WCNN broadcasts with a power of 50,000 watts during the daytime, and 10,000 watts at night, using a directional antenna at all times to protect other stations on AM 680 including KNBR from San Francisco. WCNN's transmitter and towers are located near Norcross, Georgia, northeast of Atlanta. WCNN is also heard on a 250-watt FM translator, W229AG at 93.7 MHz.

The station formerly broadcast the audio portion of the CNN Headline News channel (hence its current call sign), an all-news radio format that the station pioneered in the 1980s and re-appeared on the station later in the station's history.

==History==
On September 1, 1965, the station signed on as WRNG, Atlanta's first talk radio station. The last three letters of the call sign represented the station's branding as "Ring Radio," as in the ringing of a telephone. The station was originally a daytimer operating at 5,000 watts but having to sign-off at night. It was the first broadcast home of talk radio personality Neal Boortz, who went onto a long career at WSB and syndicated nationally. Other, now well known talk radio personalities were also heard on the station, including Ronn Owens, later at KGO in San Francisco, Southern Humorist Ludlow Porch, and Barry Young, later at KFYI in Phoenix.

In 1982, the station began an experiment by broadcasting the audio feed of CNN Headline News. The call letters were changed to WCNN, a nod to CNN's headquarters being in Atlanta.

In February 1987, the station switched to an adult standards radio format and changed its call letters to WGTW. Its call sign was a reference to the Atlanta-based classic movie Gone with the Wind, which, coincidentally, was the favorite movie of CNN founder Ted Turner. The station went by the branding "Stardust 680" during that time. The radio format failed to gain ratings in the market.

In late 1988, chief engineer Bob Mayben and his staff built elaborate studios in the CNN Center (formerly known as The Omni) and became WCNN "All News 680", with a 24-hour local news format. The CNN Headline News audio returned in June 1990, when the local all-news format failed to generate sufficient ratings. In 1995, WCNN was leased to Cox Radio for a 5-year term. The format was switched to sports radio as "680 The Fan". In 1998, the format switched to news/talk to complement WSB's programming. In 2000, when the LMA expired, control of WCNN returned to Dickey Broadcasting. The "680 The Fan" branding and the sports radio format returned to WCNN.

WCNN was the flagship station of the Atlanta Thrashers before the Thrashers moved to Winnipeg, Manitoba, Canada, and was the flagship of the Atlanta Hawks Radio Network before rival WZGC gained the rights in 2013. It has been the flagship station of the Atlanta Braves Radio Network since 2010. WCNN is also the flagship station of Georgia Tech Yellow Jackets football and men’s basketball. In 2019, the station became the flagship of Atlanta Gladiators hockey.
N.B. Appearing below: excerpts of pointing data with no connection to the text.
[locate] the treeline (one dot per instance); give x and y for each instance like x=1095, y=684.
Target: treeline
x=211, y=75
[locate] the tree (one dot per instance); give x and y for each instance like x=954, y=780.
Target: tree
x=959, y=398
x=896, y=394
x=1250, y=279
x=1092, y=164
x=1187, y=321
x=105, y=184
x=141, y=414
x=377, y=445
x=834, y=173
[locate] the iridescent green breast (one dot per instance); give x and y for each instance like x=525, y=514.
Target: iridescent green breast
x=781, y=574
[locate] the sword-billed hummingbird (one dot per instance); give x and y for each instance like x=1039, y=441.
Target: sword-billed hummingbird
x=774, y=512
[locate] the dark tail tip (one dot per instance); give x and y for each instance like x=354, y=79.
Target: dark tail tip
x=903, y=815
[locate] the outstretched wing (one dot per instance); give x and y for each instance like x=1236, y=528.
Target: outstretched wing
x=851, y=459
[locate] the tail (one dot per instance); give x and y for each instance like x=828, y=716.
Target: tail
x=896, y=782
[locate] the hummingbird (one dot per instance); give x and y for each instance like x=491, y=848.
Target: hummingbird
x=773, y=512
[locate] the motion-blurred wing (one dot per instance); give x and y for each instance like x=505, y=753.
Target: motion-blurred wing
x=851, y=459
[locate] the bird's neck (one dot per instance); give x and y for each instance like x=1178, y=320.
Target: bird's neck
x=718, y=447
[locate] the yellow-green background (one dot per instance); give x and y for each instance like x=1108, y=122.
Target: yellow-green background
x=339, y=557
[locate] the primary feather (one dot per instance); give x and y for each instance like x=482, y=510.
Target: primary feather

WCNN is now an affiliate of ESPN Radio after years of carrying CBS Sports Radio, NBC Sports Radio and Fox Sports Radio programming.

On November 30, 2010, WCNN got an FM simulcast on broadcast translator W229AG FM 93.7. In 2010, that station was actually assigned to carry WWWQ FM 99.7 HD3. It is located on Sweat Mountain, and for several years previously carried KAWZ FM, a Christian broadcasting station which feeds hundreds of translator stations from Calvary Chapel in Twin Falls, Idaho. It had Sandy Plains and now Atlanta as its community of license. 99X was reportedly set to move to this station, which had a construction permit granted in July 2010 to relocate to the same tower near North Druid Hills as WWWQ and W250BC, and has the same power but somewhat lower height (and therefore broadcast range) as 99X has on W250BC. The station was still owned by Calvary Chapel of Twin Falls, when it filed for the permit in April 2010. After being approved in early July, Calvary applied just a few days later to transfer ownership of the station to Cumulus for $400,000. It is now licensed to Cumulus Licensing LLC and resides on the WWWQ tower.

During the 2021 postseason, the Atlanta Braves Radio Network's coverage of their NLDS, NLCS and World Series appearances were carried on its online stream without geo-blocking restrictions. This has since continued into the 2022 season.